Se dovessi dare un volto allo slogan “The future is female”, darei senza dubbio quello di Greta Thunberg. Sono certa che chi frequenta i social network si sia imbattuto almeno una volta nella foto di questa ragazzina svedese di 16 anni, con in mano un cartello che recita “Skolstrejk för klimatet“.

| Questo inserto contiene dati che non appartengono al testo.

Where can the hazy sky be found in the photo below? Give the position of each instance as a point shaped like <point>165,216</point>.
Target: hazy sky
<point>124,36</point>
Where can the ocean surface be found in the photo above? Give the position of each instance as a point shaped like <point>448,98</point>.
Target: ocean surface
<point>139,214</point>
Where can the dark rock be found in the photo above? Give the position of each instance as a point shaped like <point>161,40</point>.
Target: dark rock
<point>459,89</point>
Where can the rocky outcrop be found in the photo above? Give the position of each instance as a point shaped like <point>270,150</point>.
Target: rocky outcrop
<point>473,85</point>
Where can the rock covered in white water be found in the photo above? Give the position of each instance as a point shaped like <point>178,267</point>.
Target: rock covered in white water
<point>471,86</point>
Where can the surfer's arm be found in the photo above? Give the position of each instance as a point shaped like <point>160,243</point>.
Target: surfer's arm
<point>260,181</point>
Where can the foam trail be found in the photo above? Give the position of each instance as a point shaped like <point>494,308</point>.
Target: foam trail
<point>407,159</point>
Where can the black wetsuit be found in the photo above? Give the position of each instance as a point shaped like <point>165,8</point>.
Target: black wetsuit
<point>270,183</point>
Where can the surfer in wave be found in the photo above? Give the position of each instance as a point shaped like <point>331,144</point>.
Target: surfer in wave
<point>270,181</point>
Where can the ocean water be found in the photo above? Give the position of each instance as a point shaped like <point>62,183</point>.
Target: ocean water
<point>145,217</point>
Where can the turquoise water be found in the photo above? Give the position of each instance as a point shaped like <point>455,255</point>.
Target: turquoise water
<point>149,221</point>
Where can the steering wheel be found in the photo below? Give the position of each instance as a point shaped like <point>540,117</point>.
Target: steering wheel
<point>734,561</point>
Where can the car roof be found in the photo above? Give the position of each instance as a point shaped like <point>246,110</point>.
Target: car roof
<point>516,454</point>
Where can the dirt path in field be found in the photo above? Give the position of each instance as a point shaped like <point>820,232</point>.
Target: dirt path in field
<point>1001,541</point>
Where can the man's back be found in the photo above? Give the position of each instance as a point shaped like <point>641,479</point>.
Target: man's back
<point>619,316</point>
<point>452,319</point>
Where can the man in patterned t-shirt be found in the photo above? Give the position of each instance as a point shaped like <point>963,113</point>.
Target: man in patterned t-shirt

Per chi non parla svedese, la scritta significa “Sciopero scolastico per il clima”. Greta infatti è diventata famosa per aver iniziato nell’agosto 2018 a scioperare nel senso letterale del termine, saltando la scuola in segno di protesta contro l’indifferenza della classe politica nei confronti dell’emergenza ambientale. Ogni giorno dal 20 agosto fino al 9 settembre – quando si sono tenute le elezioni in Svezia – ha tenuto un sit-in davanti al parlamento svedese, in compagnia del suo ormai iconico cartello. Quello che era iniziato come un gesto solitario è nel corso dei mesi diventato un vero e proprio movimento che ha portato tantissimi suoi coetanei, prima in Europa e poi pian piano anche nel resto del mondo, a unirsi alla sua protesta pacifica. Dopo le elezioni infatti Greta non ha smesso di scioperare, ma ha creato un appuntamento settimanale fisso ogni venerdì. Così è nata l’iniziativa “Fridays For Future”, ovvero i “venerdì per il futuro”, in cui studenti di tutto il mondo prendono parte allo sciopero e scendono in piazza a manifestare contro i cambiamenti climatici.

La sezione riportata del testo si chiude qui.